Neonates and infants in the neonatal intensive care unit suffer significant morbidity when intravenous (IV) catheters infiltrate. The underreporting of adverse events through hospital voluntary reporting systems, such as ours, can complicate the monitoring of low incidence events, like IV infiltrates. Based on severe cases of IV infiltrates observed in our neonatal intensive care unit, we attempted to improve the detection of all infiltrates and reduce the incidence of Stage 4 infiltrates.
We developed, and initiated the use of, an evidence-based guideline for the improved surveillance, prevention, and management of IV infiltrates, with corresponding educational interventions for faculty and staff.
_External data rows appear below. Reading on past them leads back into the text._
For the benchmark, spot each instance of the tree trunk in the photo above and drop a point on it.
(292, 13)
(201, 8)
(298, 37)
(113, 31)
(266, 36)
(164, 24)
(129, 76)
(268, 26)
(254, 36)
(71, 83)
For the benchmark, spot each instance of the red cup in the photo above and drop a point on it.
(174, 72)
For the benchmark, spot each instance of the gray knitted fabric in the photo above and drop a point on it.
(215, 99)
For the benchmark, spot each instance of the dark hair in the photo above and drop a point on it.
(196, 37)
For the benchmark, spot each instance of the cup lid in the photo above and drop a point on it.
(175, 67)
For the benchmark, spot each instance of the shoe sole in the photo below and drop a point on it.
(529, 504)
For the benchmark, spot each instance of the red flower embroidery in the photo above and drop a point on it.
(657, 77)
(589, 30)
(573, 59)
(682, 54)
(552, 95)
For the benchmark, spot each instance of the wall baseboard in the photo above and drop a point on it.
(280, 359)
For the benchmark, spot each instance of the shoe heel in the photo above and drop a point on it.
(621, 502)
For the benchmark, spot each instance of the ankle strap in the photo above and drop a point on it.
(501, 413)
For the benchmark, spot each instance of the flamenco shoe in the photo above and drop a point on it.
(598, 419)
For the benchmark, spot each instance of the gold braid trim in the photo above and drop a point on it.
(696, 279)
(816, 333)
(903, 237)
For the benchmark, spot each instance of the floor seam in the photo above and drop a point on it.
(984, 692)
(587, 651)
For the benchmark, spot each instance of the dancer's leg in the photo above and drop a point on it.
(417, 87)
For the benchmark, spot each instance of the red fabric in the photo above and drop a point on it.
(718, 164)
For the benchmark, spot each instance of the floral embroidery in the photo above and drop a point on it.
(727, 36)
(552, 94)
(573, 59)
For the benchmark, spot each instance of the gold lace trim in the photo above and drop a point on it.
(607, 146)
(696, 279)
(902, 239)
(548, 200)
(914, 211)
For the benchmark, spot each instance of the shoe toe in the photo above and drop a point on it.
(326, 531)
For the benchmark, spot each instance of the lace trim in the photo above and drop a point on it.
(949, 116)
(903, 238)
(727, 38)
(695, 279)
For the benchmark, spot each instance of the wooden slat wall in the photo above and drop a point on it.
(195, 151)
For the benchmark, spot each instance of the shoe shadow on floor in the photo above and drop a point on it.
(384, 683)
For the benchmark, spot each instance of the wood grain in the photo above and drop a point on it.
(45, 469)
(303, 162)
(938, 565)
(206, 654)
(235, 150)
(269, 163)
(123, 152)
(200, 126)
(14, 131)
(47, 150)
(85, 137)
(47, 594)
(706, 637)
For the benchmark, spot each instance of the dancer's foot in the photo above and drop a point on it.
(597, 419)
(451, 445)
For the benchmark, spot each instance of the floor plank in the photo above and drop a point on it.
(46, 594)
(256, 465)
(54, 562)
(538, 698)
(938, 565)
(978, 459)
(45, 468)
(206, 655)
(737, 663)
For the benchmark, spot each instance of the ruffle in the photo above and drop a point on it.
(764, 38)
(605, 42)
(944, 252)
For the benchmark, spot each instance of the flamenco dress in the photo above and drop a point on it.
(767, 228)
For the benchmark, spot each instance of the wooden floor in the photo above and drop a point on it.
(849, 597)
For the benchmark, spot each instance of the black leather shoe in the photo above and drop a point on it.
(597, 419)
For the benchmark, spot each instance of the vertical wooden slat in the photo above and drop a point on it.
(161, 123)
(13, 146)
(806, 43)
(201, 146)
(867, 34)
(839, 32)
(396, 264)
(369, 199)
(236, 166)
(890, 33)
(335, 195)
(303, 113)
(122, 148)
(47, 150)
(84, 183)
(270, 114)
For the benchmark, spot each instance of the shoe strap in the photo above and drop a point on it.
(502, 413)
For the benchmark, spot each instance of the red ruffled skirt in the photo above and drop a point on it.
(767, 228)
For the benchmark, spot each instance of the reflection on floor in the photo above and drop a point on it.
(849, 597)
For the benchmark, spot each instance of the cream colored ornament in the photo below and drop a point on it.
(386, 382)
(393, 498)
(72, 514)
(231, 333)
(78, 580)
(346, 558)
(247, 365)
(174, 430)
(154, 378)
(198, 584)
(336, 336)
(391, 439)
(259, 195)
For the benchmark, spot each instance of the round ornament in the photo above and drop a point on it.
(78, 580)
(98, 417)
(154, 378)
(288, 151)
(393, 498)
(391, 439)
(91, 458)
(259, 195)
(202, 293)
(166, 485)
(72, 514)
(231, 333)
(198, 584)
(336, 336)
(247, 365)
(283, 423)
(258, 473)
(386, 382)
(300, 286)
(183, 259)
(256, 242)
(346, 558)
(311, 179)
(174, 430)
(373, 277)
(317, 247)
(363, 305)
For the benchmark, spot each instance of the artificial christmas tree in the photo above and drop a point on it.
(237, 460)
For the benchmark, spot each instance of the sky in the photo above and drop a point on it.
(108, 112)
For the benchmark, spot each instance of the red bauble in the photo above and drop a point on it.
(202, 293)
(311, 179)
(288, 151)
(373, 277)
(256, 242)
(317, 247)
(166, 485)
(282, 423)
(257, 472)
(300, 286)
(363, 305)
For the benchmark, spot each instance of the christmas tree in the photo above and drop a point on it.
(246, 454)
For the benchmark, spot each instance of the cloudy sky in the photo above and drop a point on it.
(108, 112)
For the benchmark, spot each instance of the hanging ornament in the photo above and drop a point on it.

We instituted the use of a checklist for compliance with guidelines, and as a mechanism of surveillance.
The baseline incidence rate of IV infiltrates, determined by the voluntary reporting system, was 5 per 1000 line days. Following initiation of the guidelines and checklist, the IV infiltrate rate increased to 9 per 1000 line days. In most months, the detection of IV infiltrates was improved by use of the checklist. During the post-intervention period the rate of Stage 4 infiltrates, as measured by usage of nitroglycerin ointment, was significantly reduced.
In conclusion, the detection of IV infiltrates was improved following our quality improvement interventions. Further, use of an evidence-based guideline for managing infiltrates may reduce the most severe infiltrate injuries.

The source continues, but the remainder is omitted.